Unless Congress can find a way around it, come April 1, Medicare physicians will suffer a 21 percent payment reduction. Congress is scrambling to head this off and replace the flawed Sustained Growth Rate formula for paying doctors under Medicare, but there is growing concern over the financing of such changes.

The Congressional Budget Office estimates the legislation now proposed would cost taxpayers an additional $175 billion over the first 10 years. The legislative language has not been available, but press reports indicate the total cost of the bill would exceed $200 billion and could add at least $130 billion to the nation’s deficits within the next 10 years.

At a briefing Tuesday at The Heritage Foundation, budget experts Maya MacGuineas, president of the Committee for a Responsible Federal Budget, and Joseph R. Antos, a resident fellow at the American Enterprise Institute and a former official at the Congressional Budget Office, focused on the financing of the pending congressional action.
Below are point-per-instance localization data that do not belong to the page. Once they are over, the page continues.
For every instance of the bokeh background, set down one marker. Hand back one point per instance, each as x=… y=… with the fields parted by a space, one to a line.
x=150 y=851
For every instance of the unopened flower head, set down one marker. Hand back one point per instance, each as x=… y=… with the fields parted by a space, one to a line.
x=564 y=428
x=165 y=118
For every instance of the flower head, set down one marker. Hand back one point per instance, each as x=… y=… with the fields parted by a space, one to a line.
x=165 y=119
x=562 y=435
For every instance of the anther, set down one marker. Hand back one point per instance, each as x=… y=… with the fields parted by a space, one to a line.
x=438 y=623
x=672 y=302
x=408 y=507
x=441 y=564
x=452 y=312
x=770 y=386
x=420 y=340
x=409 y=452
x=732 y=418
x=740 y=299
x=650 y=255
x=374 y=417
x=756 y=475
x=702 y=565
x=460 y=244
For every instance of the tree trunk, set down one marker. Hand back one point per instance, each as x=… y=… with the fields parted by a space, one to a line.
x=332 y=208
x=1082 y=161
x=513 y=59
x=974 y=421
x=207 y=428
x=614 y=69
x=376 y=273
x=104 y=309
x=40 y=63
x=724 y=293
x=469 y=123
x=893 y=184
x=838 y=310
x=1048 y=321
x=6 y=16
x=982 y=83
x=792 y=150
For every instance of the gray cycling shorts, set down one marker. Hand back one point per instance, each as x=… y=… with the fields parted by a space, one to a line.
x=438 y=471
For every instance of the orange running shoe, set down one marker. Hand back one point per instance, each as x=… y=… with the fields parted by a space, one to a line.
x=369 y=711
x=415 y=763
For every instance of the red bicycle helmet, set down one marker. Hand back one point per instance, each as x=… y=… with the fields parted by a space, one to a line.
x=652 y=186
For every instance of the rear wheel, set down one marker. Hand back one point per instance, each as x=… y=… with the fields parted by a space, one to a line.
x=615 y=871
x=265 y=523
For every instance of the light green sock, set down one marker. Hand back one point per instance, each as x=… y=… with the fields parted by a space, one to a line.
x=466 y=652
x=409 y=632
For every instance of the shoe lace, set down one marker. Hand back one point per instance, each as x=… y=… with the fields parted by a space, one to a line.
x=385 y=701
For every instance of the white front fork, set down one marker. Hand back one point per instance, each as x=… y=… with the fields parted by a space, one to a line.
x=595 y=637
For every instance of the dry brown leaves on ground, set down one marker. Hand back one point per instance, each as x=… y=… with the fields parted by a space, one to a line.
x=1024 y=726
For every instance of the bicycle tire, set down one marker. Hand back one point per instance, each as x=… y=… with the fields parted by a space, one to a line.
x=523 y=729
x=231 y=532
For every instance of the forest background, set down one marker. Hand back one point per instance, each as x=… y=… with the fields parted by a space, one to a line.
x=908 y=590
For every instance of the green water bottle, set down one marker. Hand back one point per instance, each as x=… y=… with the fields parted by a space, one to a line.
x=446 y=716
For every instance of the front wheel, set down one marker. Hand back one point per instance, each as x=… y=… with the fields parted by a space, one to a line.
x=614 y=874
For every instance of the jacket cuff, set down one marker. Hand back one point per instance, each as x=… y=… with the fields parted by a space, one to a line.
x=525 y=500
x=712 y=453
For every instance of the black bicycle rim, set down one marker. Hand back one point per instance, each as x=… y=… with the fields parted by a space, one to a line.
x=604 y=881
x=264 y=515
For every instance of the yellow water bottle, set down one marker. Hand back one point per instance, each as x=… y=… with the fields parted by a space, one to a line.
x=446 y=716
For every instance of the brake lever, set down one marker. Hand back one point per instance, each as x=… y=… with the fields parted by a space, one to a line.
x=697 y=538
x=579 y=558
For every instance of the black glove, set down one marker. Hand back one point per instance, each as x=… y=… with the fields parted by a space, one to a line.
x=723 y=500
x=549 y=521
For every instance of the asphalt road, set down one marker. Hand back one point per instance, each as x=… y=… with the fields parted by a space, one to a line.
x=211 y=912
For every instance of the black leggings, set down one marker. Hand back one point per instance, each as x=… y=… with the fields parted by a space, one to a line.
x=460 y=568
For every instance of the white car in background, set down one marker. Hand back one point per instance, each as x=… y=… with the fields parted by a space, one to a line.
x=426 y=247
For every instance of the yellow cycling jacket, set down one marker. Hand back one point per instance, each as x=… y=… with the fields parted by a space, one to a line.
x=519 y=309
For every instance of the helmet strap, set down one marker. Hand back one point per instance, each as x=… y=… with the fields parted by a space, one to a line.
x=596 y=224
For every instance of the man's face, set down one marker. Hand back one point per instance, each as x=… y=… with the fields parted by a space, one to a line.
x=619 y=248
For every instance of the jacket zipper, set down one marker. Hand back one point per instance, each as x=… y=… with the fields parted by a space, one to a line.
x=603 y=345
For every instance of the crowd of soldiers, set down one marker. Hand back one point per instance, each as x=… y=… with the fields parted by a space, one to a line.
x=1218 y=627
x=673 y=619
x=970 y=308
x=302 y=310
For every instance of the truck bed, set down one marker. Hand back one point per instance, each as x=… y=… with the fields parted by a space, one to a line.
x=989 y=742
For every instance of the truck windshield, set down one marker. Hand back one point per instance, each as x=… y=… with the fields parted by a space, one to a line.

MacGuineas argued the alleged funding mechanisms do not appear strong enough to reduce the costs to current and future taxpayers. She noted there are serious structural reforms of the current Medicare program that could address them, including those offered by the Committee for a Responsible Federal Budget. These would not only fund a permanent SGR fix but also would secure serious savings and enhance Medicare’s future fiscal solvency. Instead, she said, Congress again finds itself with a flawed, last-minute legislative solution to a major policy problem that has been festering for the past 13 years. Too many members of Congress, she said, seem ready to accept any proposal that comes along.

Antos reinforced MacGuineas’ argument that any SGR fix should be fully financed. He said that past offsets to fund temporary fixes have indeed resulted in slowing the growth of Medicare spending.

Antos also cautioned that the permanent SGR “fix” itself should not be oversold. The proposed “fix,” he said, does not substantially change the Medicare administrative payment system devised by Congress in the late 1980s over the adamant objections of the Reagan administration. Today, as a result of the first Bush administration’s concession to Congress, Medicare doctors’ payments are governed by a complex fee schedule reinforced by a rigid system of price controls. The SGR itself is only a troublesome part of this dysfunctional system, and it merely “controls the year-to-year increases in the prices Medicare pays to physicians.”

Going in the same basic policy direction as The Heritage Foundation, both MacGuineas and Antos emphasized the SGR needs to be replaced, but a permanent fix should be fully funded. Both urged Congress not to settle for just any “fix” to get the issue “off the table.” There are ample SGR funding alternatives that would enhance the financial health of the Medicare program without adding billions to the nation’s deficit.

Congress owes it to taxpayers to battle for the best, even if that means a more difficult and lengthy legislative process.